Member of the Assembly of the Republic
- Incumbent
- Assumed office 24 March 2024
- Constituency: Lisbon

Member of the Assembly of the Republic
- In office 23 October 2015 – 30 January 2022
- Constituency: Lisbon

Member of the Odivelas Municipal Assembly
- Incumbent
- Assumed office 2009

Personal details
- Born: 23 June 1974 (age 52) Portugal
- Party: Social Democratic Party
- Occupation: Jurist

= Sandra Pereira (politician, born 1974) =

Portuguese politician

Sandra Cristina de Sequeiros Pereira (born 1974) is a Portuguese politician. As a member of the Social Democratic Party (PSD), she was first elected as a deputy to the 13th legislature of the Assembly of the Republic of Portugal in 2015 and was re-elected in 2019. She was not elected in the 2022 national election but returned to the Assembly after the March 2024 election.
==Early life and education==
Pereira was born on 23 June 1974. She obtained a degree in law. Since 2011 she has been associated with the Ligar á Vida association, an NGO designed to support social, educational, health and human rights projects in Portugal and Lusophone Countries. In Portugal it provides a nursing home, a home for children at risk, a day-care centre and a kindergarten. Between 2011 and 2015 she served as president of the annual general assembly of the NGO.
==Political career==
From 2009 Pereira has represented the PSD as a councillor on the Odivelas Municipal Council. In 2015 she stood as a candidate on the PSD list of candidates to represent the Lisbon District in the Assembly of the Republic and was elected, being re-elected in 2019. She was not elected in the 2022 election, when the Socialist Party of the prime minister, António Costa won an overall majority. In the 2024 national election that followed the resignation of Costa, after allegations of corruption against members of his government, the PSD formed a coalition with two smaller parties to fight the election, known as the Democratic Alliance (AD). Pereira was sixth on the list of AD candidates for the Lisbon constituency and was elected after the coalition won 14 seats.
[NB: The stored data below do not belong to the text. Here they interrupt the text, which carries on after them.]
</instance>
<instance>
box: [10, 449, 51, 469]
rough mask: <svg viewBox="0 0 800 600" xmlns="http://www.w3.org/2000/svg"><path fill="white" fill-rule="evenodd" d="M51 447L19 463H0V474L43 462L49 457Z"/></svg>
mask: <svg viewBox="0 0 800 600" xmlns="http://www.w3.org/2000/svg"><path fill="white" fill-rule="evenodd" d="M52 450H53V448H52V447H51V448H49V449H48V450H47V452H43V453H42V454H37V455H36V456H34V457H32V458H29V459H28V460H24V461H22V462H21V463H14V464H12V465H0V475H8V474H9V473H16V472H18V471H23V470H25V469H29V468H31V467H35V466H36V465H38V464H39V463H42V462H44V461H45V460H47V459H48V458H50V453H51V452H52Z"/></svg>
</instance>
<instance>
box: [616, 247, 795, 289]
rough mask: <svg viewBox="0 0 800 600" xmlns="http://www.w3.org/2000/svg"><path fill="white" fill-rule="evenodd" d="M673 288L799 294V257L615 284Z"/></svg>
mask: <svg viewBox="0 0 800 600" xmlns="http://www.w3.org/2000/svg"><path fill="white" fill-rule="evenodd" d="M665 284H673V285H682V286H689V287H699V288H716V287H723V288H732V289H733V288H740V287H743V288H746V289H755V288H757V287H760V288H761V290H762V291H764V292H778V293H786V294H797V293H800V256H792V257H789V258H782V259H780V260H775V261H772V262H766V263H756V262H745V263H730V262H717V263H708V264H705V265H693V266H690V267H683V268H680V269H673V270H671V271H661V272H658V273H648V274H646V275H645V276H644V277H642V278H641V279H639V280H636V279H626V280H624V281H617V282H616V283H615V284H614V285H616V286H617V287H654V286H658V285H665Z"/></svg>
In Parliament, Pereira has served on the Health Committee. She has been outspoken on the subject of domestic violence and, as a graduate in law, has argued that judges need to be better trained to try domestic violence cases. She has also argued in favour of re-opening the discussion on euthanasia, which was approved by the Portuguese parliament in May 2023, arguing that it should be put to a referendum.